Another time, there was a party and the bunch was around the piano, singing, and Tony yelled, “Quiet! You want to hear singing that is singing, listen to the wife. Tell the man what to play, honey.”

“Tony, how could you,” Aggie said and got her coat and started homeland he had to chase after her like an idiot.

But Tony didn’t give up. He needed to hear that angel sound like he needed his right arm.

There was a guy in the shop, had a smart head. Tony told him about the whole thing, and the guy said, The trouble is obviously Mental.

“Mental, huh?” said Tony.

“Obviously,” the guy said. “Obviously, she got a Block.”

“A Block, huh?”

“Obviously. Somepin’ must have happen to her, give her this Block about singing in front of people.”

“So what do I do?”

“Take her to a head shrinker.”

“A head shrinker. Hey, you trying to tell me the wife is crazy?”

“Who said that? All I’m saying is that she’s got this one Block. One stinkin’ Block don’t mean she’s crazy.”

“Well, O.K.,” Tony said.

Tony made an appointment with a head shrinker. The evening of the appointment he put on his hat and coat and said, “Come on, Aggie, we’re going out.”
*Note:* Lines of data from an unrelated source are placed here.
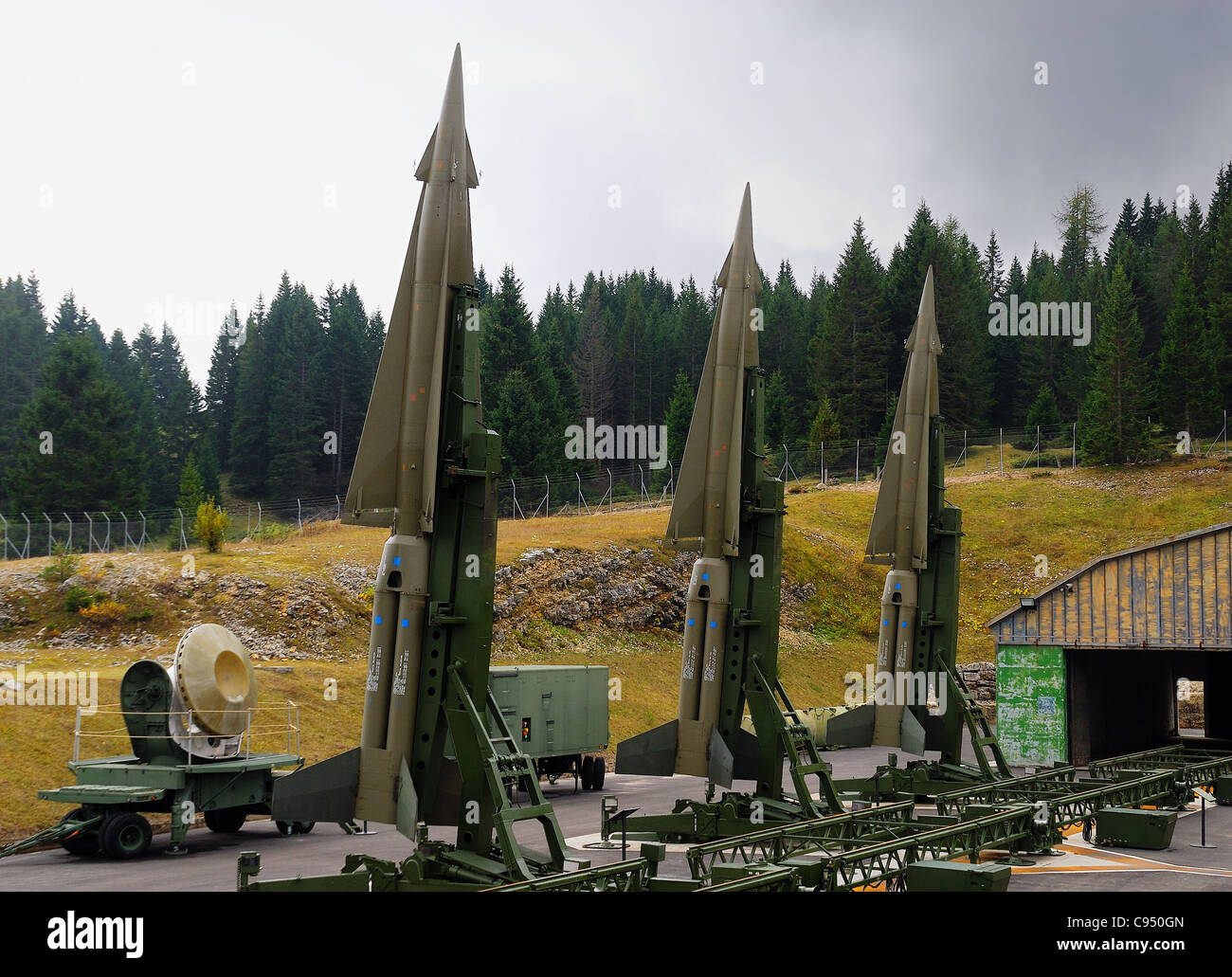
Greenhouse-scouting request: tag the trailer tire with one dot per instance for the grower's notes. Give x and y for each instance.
(226, 820)
(82, 842)
(124, 834)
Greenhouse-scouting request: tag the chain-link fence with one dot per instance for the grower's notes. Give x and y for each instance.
(588, 489)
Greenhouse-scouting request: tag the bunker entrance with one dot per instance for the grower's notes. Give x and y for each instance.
(1124, 701)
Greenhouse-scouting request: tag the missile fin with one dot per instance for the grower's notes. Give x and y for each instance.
(374, 477)
(885, 513)
(652, 753)
(688, 507)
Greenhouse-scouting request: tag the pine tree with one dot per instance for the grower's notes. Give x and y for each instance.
(1114, 417)
(1043, 414)
(75, 444)
(221, 386)
(191, 489)
(25, 346)
(777, 410)
(679, 418)
(522, 435)
(994, 270)
(247, 443)
(1189, 389)
(296, 426)
(592, 365)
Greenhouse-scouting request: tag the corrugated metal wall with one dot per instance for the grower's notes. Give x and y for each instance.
(1171, 594)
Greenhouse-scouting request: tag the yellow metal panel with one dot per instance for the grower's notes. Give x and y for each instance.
(1220, 583)
(1150, 581)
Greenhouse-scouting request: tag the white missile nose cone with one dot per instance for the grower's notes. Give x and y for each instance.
(743, 242)
(452, 111)
(924, 334)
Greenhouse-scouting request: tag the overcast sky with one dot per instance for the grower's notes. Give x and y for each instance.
(165, 159)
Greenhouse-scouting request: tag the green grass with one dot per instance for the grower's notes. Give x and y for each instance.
(1067, 516)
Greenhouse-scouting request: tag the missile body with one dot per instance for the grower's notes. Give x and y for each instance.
(898, 536)
(397, 467)
(717, 475)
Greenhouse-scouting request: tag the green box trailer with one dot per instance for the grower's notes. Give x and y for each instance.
(558, 715)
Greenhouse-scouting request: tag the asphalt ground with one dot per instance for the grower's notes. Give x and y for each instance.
(209, 864)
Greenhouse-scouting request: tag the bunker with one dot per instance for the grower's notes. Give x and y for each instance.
(1089, 667)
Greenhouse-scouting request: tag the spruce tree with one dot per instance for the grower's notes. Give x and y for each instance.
(191, 492)
(1189, 385)
(854, 345)
(679, 418)
(75, 444)
(1113, 426)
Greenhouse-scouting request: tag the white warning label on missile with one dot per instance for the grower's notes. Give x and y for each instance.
(399, 677)
(690, 664)
(373, 678)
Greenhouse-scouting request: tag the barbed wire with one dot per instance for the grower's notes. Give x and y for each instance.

“O.K.,” Aggie said, jumping up. “Where we going?”

“We’re going to see a head shrinker and don’t give me no trouble about it.”

“What for?” said Aggie, backing away.

“To get rid of this Block you got about singing.”

“Oh, so that’s it. You go if you want to. I’m staying.”

“Now don’t you want to be helped, Aggie?”

“I don’t want no help. I don’t want to be bothered about this no more. Leave me alone, will you?”

So they had a fight, and Tony slapped Aggie down, and then he was sorry, and they finally made it up, but Aggie didn’t get to see the head shrinker.

Tony went over to Bensonhurst to see Aggie’s brother, Phil, who lived there in an apartment with a wife and three kids.

“Sure,” Phil said, “I heard her sing.”

“Why won’t she sing for me?”

“She stopped singing when she was about sixteen.”

“Why?”

“She never told me. But it was after Pop died.”

“You think that had somepin’ to do with it?”

“I think so. Mom thinks so. Why don’t you go see her?”

Tony didn’t like Aggie’s Mom. Aggie’s Mom didn’t like Tony. But he went to see her in her Bronx apartment.

“She was very attached to her Daddy,” Aggie’s Mom said. “When she sang, it was for him. When he died, she wouldn’t sing for nobody else, not even me.”

“That don’t make sense,” Tony said. “What good did that do?”